Jueves, 14 de mayo de 2015 | Hoy
Por Jorge Isaías
Los amigos me escriben de distintos puntos del país, y casi todos me relatan que han tenido una infancia parecida a la mía.
Si lo dicen mis amigos debe ser verdad, es decir han sido dueños de amaneceres tan altos que hasta los sueños entraban enteros.
Casi siempre el recuerdo de la infancia se nos aparece sin su vaina de tristeza, ese resquemor por el mundo adulto, del que deberemos sentirnos recelosos siempre. Pero la infancia nunca debe ser idealizada, sólo puesta en ese lugar donde uno guarda incontaminado como bajo una brasa que cuida la ceniza el trote de su perro que lo acompañaba en los día de cacerías y pesca, ¿quién puede robarnos ese perro que cubre toda nuestra infancia? Que permanece invicta, en el marasmo de la inocencia que a veces se quiere disfrazar de picardía, pero no llega nunca a tanto.
Tengo un amigo que siempre dice que tuvimos suerte de ser pobres, porque nos dotó de una felicidad que sólo otorga la carencia, la que hace esplendor de casi nada, y transforma en sueño cualquier realidad que cerca o cercena.

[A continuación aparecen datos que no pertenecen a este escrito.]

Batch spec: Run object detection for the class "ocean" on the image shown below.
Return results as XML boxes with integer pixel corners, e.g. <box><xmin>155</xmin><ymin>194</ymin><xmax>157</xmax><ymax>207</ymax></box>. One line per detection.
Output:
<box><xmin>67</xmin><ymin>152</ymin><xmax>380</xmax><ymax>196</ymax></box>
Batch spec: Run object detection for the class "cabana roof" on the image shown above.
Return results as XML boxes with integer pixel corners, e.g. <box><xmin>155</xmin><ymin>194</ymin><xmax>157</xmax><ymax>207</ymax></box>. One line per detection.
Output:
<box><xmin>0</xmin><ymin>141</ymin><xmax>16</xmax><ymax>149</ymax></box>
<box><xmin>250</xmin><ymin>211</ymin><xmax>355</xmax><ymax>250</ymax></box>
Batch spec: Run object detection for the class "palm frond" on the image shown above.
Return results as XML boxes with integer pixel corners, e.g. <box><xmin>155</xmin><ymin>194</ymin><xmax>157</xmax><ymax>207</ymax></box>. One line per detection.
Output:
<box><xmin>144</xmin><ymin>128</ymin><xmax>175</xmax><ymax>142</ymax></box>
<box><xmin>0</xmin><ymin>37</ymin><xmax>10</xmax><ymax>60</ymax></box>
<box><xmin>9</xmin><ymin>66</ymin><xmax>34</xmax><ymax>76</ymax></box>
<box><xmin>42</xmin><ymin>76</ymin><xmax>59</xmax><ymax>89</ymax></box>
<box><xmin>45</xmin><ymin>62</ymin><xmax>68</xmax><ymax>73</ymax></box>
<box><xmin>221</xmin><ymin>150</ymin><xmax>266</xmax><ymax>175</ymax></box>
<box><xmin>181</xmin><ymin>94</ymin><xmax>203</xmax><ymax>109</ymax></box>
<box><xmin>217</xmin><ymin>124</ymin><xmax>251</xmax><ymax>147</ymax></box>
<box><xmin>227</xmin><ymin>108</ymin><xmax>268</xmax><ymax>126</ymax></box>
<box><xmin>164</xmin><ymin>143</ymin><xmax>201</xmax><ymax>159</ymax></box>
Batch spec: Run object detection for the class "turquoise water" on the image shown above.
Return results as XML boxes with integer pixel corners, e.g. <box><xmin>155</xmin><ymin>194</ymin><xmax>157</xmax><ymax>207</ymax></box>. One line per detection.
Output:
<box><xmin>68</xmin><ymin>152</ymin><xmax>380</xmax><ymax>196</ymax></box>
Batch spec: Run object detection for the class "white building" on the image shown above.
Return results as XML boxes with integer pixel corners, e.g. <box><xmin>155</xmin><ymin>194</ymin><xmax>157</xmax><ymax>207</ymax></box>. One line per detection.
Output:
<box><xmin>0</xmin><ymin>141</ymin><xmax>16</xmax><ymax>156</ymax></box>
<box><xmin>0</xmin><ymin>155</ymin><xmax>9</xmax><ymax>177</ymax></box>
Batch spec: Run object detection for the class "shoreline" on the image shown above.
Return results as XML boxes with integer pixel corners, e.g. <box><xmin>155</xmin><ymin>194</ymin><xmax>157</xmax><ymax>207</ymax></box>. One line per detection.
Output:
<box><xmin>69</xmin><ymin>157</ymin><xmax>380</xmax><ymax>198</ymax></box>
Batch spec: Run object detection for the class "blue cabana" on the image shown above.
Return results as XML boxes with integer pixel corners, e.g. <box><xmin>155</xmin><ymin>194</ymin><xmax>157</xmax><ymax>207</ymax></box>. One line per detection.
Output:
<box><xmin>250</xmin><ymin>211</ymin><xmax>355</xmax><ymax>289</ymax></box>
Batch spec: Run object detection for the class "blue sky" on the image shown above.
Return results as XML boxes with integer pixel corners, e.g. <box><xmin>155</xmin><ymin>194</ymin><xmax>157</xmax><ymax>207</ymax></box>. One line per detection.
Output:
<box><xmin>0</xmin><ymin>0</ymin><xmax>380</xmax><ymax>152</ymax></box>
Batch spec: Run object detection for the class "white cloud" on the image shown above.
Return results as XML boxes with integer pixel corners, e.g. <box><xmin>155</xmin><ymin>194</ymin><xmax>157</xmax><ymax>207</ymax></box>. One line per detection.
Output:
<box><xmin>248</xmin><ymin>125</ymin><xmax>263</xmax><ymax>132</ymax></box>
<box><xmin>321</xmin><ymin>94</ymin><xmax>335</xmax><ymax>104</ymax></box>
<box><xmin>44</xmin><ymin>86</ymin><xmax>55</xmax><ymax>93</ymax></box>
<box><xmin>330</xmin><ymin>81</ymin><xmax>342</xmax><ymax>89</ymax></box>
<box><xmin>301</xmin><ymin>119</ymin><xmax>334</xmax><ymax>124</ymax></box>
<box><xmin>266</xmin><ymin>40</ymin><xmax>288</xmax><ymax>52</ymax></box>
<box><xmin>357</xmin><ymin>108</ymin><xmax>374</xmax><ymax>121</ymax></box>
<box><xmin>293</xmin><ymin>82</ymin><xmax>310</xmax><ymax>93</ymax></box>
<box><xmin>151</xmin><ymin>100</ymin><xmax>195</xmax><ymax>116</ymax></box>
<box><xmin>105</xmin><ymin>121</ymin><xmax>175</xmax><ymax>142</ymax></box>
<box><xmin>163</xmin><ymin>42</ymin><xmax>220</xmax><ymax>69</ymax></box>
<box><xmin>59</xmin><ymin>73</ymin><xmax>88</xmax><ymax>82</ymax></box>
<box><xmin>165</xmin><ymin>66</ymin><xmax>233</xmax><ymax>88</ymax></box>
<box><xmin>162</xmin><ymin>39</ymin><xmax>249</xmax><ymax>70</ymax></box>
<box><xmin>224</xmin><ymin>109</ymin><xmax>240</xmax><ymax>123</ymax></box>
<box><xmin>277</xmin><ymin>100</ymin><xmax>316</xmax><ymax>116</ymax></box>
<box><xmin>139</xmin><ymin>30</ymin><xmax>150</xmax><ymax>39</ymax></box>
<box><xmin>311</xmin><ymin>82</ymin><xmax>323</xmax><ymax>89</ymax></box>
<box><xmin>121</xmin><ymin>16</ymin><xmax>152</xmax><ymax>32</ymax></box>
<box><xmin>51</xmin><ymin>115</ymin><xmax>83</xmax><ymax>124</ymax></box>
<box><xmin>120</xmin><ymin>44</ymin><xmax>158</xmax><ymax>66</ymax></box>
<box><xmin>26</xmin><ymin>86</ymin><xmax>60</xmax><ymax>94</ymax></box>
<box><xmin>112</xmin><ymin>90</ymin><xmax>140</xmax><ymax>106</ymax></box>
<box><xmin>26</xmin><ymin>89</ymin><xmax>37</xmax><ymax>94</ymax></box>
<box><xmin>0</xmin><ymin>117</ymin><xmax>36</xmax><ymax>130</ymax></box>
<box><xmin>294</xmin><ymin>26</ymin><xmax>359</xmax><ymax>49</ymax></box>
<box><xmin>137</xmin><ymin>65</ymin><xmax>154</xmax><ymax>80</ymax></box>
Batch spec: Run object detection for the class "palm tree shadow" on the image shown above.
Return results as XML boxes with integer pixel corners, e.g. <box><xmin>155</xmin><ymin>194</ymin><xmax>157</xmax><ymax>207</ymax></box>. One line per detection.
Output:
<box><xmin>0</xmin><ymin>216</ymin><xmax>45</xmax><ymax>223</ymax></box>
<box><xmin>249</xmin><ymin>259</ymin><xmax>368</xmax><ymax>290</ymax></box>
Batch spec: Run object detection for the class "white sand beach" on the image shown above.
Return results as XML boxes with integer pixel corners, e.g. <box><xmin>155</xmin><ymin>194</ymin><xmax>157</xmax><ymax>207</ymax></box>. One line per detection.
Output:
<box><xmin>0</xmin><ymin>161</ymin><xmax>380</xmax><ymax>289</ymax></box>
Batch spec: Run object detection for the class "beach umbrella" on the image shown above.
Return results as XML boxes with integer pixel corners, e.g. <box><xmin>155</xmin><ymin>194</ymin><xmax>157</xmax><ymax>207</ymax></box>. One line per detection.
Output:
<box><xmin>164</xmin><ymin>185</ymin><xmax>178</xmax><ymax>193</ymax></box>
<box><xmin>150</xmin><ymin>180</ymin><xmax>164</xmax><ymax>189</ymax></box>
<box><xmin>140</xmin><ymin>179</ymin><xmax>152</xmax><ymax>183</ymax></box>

Este amigo suele decir que los sentidos estaban jugados a pleno y el olfato percibía hondamente hasta el olor más mínimo y el oído captaba y sabía las diferencias de todos los cantos de los pájaros del campo y uno con los ojos percibía el cambio de los celajes por el cielo, por esos rincones donde acomodaban las nubes sus corpachones inmensos, que iban formando figuras deformes y a veces esplendentes.
Y nosotros no éramos tal vez una presencia mayor que esa semilla de cardo voladora que se llama vilano y nosotros no sabíamos por qué bautizamos "panaderos", ni el cantito belicoso de la calandria, o la pachorra de la iguana que cruzaba lentamente el polvo hirviente de las calles solitarias de mi pueblo En ese plano de "poca cosa" al decir de la honrosa pluma de Haroldo Conti o una nadita como repite, algo que ni hace sombra en el cielo, puedo agregar, porque todo ese trasegar árboles, cañadas, rastrojos amarillos y campos de girasol con sus tortas de semillas, eran nuestro íntimo reino.
El reino en el que desde la precariedad creábamos juegos, trampas para pájaros, mediomundos para pescar mojarritas, boleadoras de alambre que se orientaban hasta la bandada de pechitos colorados, que caían sobre la orondez del trigo, o las mariposas amarillas sobre la flor blanca del alfalfar, tan fresco y oloroso que nos recibía con su canto de útero sincero.
Si mis amigos suelen decirme que cómo son tan profusos mis recuerdo y si es inagotable, yo puedo decir con Pavese que aquello que el mito hace suyo en la infancia no se borra nunca con nada.
No se puede borrar porque ya entró en el caudal sanguíneo para siempre, y es como si el mito defendiere nuestro corazón de todos los vientos malos de la tierra.